Quantum Mechanics introduces a dramatically new and rich understanding of the universe. In addition to providing a much deeper insight into the world of atoms and subatomic particles than afforded by classical Newtonian physics, Quantum Mechanics underpins advances in science across all disciplines, from molecular biology to astrophysics. This subject provides a rigorous mathematical formalism for advanced quantum mechanics, laying the foundation for further fundamental theoretical physics and research-level experimental physics in frontier areas such as quantum communication and quantum computation.

The subject describes the Hilbert-space formulation of quantum wave mechanics, including density matrix descriptions for single and joint Hilbert space systems; symmetries and conservation laws including rotations and angular momentum; the path integral approach; perturbation theory applications, and scattering theory.

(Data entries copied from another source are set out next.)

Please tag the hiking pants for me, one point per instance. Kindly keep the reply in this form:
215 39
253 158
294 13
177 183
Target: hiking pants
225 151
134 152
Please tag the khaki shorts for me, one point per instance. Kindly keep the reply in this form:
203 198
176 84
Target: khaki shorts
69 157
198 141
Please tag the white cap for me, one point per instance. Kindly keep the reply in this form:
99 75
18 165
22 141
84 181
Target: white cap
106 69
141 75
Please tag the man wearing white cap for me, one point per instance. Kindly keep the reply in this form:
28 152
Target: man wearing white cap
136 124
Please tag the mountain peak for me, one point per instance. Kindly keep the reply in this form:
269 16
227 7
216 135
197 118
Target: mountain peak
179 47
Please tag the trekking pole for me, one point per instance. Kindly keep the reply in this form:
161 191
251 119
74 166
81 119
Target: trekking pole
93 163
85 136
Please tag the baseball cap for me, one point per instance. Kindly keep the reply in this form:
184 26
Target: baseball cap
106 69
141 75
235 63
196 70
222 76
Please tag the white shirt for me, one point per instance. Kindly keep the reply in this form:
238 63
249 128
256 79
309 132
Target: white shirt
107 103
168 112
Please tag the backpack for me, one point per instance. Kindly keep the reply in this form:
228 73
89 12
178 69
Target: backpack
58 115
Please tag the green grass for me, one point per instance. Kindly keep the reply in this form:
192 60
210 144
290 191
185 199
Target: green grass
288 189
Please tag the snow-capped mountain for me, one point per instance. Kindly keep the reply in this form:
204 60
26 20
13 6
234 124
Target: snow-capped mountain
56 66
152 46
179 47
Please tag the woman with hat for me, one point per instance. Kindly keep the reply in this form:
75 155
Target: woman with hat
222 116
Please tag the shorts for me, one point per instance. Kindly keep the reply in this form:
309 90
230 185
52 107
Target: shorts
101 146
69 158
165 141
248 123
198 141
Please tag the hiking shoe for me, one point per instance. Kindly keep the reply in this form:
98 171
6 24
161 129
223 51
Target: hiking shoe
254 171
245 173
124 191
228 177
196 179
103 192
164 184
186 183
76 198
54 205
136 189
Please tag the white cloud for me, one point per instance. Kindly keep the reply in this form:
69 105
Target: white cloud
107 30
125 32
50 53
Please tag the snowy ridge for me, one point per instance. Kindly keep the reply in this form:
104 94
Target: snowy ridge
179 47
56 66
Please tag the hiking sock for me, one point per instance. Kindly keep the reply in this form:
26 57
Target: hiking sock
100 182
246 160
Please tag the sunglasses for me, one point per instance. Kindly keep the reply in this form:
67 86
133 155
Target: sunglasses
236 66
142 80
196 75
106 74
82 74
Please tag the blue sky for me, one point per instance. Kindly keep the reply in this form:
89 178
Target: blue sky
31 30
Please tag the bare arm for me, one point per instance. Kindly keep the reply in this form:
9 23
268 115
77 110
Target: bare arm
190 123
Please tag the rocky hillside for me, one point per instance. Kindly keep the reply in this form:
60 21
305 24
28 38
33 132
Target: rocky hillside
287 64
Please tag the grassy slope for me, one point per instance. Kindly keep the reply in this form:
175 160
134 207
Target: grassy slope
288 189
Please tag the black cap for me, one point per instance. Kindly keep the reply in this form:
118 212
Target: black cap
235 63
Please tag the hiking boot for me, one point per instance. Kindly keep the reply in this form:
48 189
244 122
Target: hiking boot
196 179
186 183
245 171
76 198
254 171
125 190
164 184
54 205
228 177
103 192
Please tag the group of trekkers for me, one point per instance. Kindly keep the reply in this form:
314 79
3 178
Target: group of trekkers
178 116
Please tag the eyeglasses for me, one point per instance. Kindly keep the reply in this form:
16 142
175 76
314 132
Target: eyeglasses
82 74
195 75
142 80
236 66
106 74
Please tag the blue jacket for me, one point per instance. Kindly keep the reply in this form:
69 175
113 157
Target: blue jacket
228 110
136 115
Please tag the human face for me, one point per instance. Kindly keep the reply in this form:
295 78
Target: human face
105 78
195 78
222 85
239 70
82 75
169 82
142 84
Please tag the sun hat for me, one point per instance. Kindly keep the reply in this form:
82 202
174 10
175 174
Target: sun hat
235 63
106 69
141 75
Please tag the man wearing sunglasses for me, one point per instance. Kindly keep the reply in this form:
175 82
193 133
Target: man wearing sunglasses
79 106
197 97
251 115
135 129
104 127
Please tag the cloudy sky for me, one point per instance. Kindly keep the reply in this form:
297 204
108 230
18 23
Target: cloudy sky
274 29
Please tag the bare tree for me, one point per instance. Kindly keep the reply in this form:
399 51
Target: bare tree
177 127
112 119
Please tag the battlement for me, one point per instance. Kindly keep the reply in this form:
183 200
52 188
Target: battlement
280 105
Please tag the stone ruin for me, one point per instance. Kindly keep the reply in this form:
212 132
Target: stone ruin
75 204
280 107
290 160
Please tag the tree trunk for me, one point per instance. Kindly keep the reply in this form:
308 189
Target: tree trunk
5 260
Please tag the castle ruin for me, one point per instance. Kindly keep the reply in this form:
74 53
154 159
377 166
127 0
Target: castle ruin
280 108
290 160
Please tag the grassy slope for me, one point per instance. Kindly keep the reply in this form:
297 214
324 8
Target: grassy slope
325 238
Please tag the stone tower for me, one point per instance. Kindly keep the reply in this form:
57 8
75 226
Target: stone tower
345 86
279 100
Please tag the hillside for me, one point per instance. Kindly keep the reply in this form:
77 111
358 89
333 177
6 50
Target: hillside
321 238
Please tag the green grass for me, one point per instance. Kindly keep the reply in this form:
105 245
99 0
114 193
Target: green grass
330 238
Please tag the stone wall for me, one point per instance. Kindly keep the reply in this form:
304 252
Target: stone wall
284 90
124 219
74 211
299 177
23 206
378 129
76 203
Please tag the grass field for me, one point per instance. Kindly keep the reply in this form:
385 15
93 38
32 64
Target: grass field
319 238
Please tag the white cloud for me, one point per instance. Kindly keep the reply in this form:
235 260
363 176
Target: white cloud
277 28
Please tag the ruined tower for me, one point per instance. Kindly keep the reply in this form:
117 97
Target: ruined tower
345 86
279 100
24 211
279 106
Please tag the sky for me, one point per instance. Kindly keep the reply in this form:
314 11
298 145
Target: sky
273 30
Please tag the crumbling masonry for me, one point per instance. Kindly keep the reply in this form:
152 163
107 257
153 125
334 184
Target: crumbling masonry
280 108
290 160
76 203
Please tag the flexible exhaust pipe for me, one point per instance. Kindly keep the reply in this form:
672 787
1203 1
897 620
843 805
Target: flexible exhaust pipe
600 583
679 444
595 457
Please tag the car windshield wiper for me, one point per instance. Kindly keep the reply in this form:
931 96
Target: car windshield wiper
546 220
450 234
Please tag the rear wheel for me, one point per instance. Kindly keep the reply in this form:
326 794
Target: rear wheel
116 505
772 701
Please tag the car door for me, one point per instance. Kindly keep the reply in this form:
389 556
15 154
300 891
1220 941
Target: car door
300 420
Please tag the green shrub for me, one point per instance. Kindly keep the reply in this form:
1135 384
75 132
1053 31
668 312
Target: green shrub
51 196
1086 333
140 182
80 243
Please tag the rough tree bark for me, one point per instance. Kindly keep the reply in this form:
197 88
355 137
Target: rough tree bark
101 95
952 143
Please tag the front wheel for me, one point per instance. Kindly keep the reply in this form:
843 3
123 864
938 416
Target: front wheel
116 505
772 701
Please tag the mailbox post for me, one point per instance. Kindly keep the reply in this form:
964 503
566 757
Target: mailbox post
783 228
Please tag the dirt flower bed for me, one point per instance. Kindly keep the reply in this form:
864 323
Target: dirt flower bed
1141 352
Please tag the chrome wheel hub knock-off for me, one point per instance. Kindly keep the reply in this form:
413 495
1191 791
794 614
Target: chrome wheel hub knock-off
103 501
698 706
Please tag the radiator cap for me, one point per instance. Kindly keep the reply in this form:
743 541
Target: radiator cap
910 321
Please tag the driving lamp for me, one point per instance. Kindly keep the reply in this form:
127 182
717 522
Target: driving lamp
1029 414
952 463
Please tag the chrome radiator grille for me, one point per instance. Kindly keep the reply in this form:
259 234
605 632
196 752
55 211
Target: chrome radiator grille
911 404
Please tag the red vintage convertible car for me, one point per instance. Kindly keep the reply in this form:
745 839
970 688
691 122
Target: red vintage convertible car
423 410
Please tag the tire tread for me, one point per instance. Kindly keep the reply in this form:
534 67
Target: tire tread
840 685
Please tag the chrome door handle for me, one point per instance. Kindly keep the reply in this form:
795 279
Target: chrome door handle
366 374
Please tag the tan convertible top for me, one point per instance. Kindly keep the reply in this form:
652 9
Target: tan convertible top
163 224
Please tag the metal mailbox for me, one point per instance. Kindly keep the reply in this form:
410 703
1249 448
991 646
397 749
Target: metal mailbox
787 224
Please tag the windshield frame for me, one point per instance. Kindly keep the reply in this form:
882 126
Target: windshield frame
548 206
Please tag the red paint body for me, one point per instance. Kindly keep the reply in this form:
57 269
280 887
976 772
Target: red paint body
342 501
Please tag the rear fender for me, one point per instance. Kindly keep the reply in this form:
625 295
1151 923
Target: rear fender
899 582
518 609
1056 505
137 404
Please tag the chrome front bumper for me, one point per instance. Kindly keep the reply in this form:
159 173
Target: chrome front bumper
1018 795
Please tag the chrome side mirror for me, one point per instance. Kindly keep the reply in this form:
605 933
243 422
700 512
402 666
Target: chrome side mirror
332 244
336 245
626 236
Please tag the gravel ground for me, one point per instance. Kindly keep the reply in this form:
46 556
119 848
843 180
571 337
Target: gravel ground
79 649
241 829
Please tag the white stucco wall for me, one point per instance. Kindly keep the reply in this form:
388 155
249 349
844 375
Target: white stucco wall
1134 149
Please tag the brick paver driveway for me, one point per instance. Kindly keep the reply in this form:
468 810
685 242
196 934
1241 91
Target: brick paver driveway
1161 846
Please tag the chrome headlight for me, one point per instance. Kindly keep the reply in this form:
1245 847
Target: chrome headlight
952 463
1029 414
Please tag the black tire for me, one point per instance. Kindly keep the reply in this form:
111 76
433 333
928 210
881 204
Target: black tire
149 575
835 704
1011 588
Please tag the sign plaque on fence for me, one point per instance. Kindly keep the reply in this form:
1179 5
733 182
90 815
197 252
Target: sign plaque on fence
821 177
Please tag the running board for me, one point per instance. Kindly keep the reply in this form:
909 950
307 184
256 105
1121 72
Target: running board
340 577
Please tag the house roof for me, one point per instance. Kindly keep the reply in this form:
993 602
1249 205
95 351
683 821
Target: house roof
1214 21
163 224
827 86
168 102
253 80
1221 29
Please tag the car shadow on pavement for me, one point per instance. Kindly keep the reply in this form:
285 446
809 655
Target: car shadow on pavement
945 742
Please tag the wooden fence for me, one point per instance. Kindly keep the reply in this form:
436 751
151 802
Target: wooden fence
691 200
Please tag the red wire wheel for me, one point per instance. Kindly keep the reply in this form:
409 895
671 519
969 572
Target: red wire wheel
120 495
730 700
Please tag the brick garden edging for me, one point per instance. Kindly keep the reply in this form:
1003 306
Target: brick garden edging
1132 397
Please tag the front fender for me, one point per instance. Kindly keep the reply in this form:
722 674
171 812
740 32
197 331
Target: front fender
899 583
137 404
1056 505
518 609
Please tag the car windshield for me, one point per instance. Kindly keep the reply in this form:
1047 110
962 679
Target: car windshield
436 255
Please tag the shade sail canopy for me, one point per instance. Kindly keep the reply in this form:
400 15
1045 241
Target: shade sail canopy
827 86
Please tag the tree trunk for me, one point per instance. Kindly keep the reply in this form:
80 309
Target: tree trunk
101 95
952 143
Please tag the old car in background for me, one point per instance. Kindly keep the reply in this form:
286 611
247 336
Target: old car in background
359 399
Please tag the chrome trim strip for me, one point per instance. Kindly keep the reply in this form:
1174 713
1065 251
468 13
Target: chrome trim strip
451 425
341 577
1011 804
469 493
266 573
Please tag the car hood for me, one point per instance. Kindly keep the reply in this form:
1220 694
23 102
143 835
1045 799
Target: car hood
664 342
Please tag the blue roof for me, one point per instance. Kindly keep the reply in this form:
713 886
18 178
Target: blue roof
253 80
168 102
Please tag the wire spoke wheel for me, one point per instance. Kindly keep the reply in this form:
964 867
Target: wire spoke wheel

## Intended learning outcomes

On successful completion of this subject, students should be able to:

- apply advanced quantum mechanics principles in a range of contexts of relevance in modern physics;
- use the Hilbert-space formalism of modern quantum mechanics, with bra-ket and matrix notations, and symmetries and related conservation laws on the solution of graduate-level quantum mechanics problems;
- demonstrate the use of density matrices for single and joint Hilbert spaces;
- demonstrate the difference between pure and mixed states, and entanglement and their relevance in quantum mechanics;
- understand the basic formalism of path integrals;
- apply perturbation methods to physical systems and thus predict measurable outcomes; and
- apply the concepts of scattering theory.

## Generic skills

At the completion of this subject, students should have gained the ability to:

- analyse and solve problems by applying simple fundamental laws to more complex situations;
- apply abstract concepts to real-world problems;
- use approximations to solve relatively complicated problems;
- participate as an effective member of a group in discussions and collaborative assignments;
- manage time effectively in order to be prepared for group discussions and undertake assignments and exams.